The current approach relies on plan benchmarks from 2012. Current EHB requirements are based on a state-selected (or default) EHB benchmark from among specified plans offered in the state during 2012. In most states, EHB includes state-mandated benefits that were enacted on or before December 31, 2011, without any requirement for the state to defray the costs of these benefits. Though the current approach to EHB was intended to be transitional, changes to update EHB-as plan designs from 2012 may be viewed as “out-of-date”-will be interesting to watch. In particular, state politics could make any effort by HHS to revisit states’ obligations to defray the cost of benefit mandates challenging.

HHS could clarify a number of important policy issues related to EHB. While limited data is available related to current exchange experience, a number of issues have emerged that appear ripe for potential EHB rulemaking or regulatory clarification. In particular, look for HHS to consider additional guidance surrounding network adequacy, the definition of discrimination when evaluating benefit design, and the drug counting methodology, particularly for medications accessed at a physician’s office.

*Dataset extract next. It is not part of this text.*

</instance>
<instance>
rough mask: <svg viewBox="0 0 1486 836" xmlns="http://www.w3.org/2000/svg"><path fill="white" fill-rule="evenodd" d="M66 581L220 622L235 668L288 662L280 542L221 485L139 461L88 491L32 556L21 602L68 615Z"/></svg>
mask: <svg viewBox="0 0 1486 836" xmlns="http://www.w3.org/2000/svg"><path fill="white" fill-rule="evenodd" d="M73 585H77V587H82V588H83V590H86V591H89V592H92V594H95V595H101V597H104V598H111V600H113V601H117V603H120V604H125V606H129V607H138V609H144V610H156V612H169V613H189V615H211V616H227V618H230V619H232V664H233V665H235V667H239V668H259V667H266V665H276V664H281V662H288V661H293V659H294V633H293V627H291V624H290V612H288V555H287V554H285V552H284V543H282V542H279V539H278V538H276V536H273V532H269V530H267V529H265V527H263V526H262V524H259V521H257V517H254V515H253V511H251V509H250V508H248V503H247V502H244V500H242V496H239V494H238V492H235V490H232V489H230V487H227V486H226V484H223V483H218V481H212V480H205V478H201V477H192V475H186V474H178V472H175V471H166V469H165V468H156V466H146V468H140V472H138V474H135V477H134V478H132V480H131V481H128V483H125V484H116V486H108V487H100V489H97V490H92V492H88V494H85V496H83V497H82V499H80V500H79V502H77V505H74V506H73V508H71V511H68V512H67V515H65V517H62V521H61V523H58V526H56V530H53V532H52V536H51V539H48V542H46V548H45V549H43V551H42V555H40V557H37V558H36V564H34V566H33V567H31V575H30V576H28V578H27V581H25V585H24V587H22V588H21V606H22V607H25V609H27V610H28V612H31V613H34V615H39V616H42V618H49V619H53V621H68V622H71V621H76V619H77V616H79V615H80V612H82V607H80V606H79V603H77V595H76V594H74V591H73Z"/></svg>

Annual guidance for health plans offered on the federal exchange provides a vehicle to dictate policy in the majority of states. In the most recent Letter to Issuers, HHS took steps to address benefit transparency, including requirements around formulary and provider network specifications. While the annual Letter to Issuers does not offer binding instructions for state-based exchanges, it could be a guide for state-based exchanges to adopt similar requirements for their participating plans.